Antimicrobial peptides can be found in almost all species of plants, invertebrates and vertebrates. Most of the already identified antimicrobial peptides feature less than 100 amino acid residues as well as a myriad of common features, the most notable ones being hydrophobicity, amphipathic structure, and cationicity. The peptides can be found inducibly or constitutively in a variety of tissue and organs that witness constant exposure to microbial pathogens like the cells in the epithelial tissues of the skin, the respiratory tracts, and the gastrointestinal lining. Antimicrobial peptides display a wide range of antimicrobial activities against fungi, bacteria, viruses and protozoa. Presently, they have been heavily studied and their uses in the treatment of multi-drug resistant pathogens have been well-documented.

There are two major mechanisms through which the actions of the function of cationic antimicrobial peptides can take: the first mechanism is through the inhibition of the function and the synthesis of intracellular RNA, DNA and protein.
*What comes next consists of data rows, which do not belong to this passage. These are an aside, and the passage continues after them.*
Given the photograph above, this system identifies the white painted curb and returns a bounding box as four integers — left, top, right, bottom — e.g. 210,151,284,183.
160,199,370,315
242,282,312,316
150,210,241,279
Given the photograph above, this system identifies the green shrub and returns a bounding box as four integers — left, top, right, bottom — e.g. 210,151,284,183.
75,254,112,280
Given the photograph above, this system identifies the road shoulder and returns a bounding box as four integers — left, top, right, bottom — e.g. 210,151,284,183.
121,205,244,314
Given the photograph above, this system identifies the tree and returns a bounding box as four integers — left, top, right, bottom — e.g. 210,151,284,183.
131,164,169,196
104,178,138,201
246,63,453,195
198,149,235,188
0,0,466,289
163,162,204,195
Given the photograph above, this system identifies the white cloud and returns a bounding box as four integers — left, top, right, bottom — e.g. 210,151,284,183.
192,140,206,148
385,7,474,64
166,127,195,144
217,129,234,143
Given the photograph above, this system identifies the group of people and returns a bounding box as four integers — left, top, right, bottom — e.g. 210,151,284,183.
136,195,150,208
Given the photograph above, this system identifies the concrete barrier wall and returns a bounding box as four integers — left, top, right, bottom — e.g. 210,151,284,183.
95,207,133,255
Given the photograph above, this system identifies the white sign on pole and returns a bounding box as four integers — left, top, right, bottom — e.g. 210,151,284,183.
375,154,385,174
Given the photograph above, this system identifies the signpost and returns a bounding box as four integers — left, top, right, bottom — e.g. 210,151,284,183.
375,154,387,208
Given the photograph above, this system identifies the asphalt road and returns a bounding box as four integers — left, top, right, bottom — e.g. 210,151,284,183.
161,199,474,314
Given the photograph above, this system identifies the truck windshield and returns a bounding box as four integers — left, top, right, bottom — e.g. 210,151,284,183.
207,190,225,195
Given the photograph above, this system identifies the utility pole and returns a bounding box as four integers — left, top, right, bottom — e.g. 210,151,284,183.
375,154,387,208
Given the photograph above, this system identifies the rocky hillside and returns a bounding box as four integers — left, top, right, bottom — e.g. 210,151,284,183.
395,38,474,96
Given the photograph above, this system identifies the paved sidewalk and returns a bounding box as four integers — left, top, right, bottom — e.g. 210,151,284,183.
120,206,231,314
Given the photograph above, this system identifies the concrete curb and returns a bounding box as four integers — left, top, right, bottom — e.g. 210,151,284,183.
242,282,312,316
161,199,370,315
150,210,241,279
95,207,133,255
The second is through the disruption of the microbial membrane integrity through interacting with the negatively charged components. Apart from their direct antimicrobial activities, antimicrobial peptides are also known to have immunomodulatory properties like chemotactic activities to the immune cells. The duality in the nature of the functions of antimicrobial peptides have made it nearly impossible or difficult for microbes to develop resistance against antimicrobial peptides. There are several research findings that suggests that antimicrobial peptides are also loaded with anticancer activity. In the past, there have been studies focused on peptides that possesses both anticancer and antimicrobial activities. Owing to the characteristics as well as the observed anticancer activities of the studied peptides, it may be possible to select anticancer peptides or that the anticancer peptides could be designed and used in the development of therapeutic agents for the treatment of various types of cancers.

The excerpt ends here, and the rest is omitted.